Photos by Evelyn Suarez

As president and CEO of Boston Proper, Sheryl Clark is responsible for driving corporate growth, overseeing all aspects of brand vision, including business strategy, merchandising, design, planning and operations. She has also steadied the ship during the company’s strategic pivots. Founded in 1992, the company was sold in 2011 to a major retail brand, which then sold it, in 2016, to a California-based private equity firm.

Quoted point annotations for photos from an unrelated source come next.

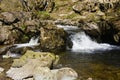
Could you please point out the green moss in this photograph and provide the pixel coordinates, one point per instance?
(71, 16)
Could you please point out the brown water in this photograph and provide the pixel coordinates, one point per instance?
(98, 65)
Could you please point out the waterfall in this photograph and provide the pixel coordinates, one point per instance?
(83, 43)
(33, 42)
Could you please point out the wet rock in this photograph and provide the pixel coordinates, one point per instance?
(41, 73)
(52, 38)
(55, 74)
(47, 59)
(13, 5)
(5, 49)
(1, 69)
(8, 35)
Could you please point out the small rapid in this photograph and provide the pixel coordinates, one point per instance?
(83, 43)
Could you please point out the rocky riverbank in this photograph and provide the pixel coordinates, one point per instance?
(20, 20)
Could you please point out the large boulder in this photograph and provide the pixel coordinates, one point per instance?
(11, 5)
(52, 38)
(8, 36)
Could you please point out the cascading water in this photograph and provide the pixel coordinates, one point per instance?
(83, 43)
(33, 42)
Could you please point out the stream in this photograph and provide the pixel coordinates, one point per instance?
(96, 61)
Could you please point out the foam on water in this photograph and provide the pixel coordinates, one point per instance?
(83, 43)
(67, 27)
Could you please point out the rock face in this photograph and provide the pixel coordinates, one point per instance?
(27, 5)
(52, 38)
(8, 36)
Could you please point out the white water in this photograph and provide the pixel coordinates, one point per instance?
(33, 42)
(83, 43)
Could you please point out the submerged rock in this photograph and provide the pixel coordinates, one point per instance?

In recent years, the corporate name has been transitioning to Beyond Proper. But based on consumer research conducted across the country, Clark says, it has become clear that Boston Proper has the brand equity and recognition. “We’re sticking to that,” she says. Beyond Proper will serve as a secondary name while remaining the moniker for social channels, including her own [@sherylatbostonproper on Instagram.]

Married with two daughters and four dogs, Clark supports Delray Beach-based Achievement Centers for Children & Families, which provides daycare, after-school programs and myriad other services to families in need.

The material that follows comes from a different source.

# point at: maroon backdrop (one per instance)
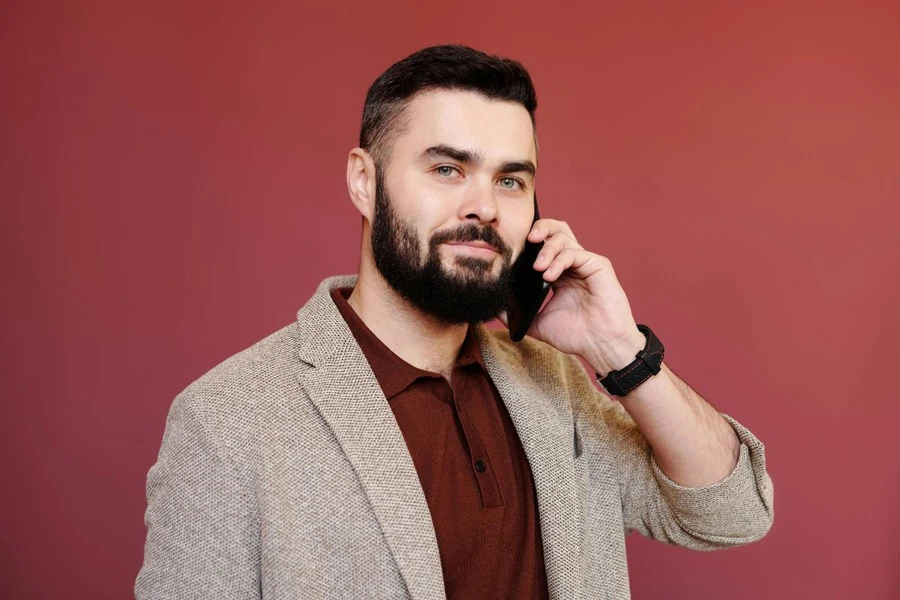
(173, 190)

Clark was interviewed by SFBW Associate Publisher Clayton Idle at Brightline’s West Palm Beach station. The following transcript has been edited for brevity and clarity.

Where did you grow up, and what was your early childhood like?

I grew up in upstate New York. My family was first generation Italian Catholics.

When it came time for college, I said to my dad, “I want to be a buyer,” and he said, “No way. You’ll be a lawyer.” I had learned the art of negotiation, so I figured out a way that I could get a business degree and a fashion degree and convinced him to do it.

I went to the State University of New York in Oneonta, which was close to home, to study economics. Then I went to FIT [the Fashion Institute of Technology] in New York City. But the only way I could go to FIT was if I lived in a nunnery—I am not kidding you. I lived in a nunnery for a year while going to school.

The best part of this story is that I really wanted to work at Bloomingdale’s. This is 1997. I got myself all jazzed up, wore a red Tahari suit, I was ready to go, nailed the interviews. And I got my acceptance letter—$18,500 to be in the executive training program.

I get my assignment and it says the Bloomingdale’s bakery. I could barely get out of the room, crying my eyes out. I had to take the train from Penn Station to Times Square to Kew Gardens and walk a mile to my tiny apartment in Bayside Queens to call my parents and tell them I got a job in the bakery.

And my dad said, “If you can buy doughnuts, you can buy anything, right?” So, I took that mantra and decided to be the best bakery trainee ever, and I built my career.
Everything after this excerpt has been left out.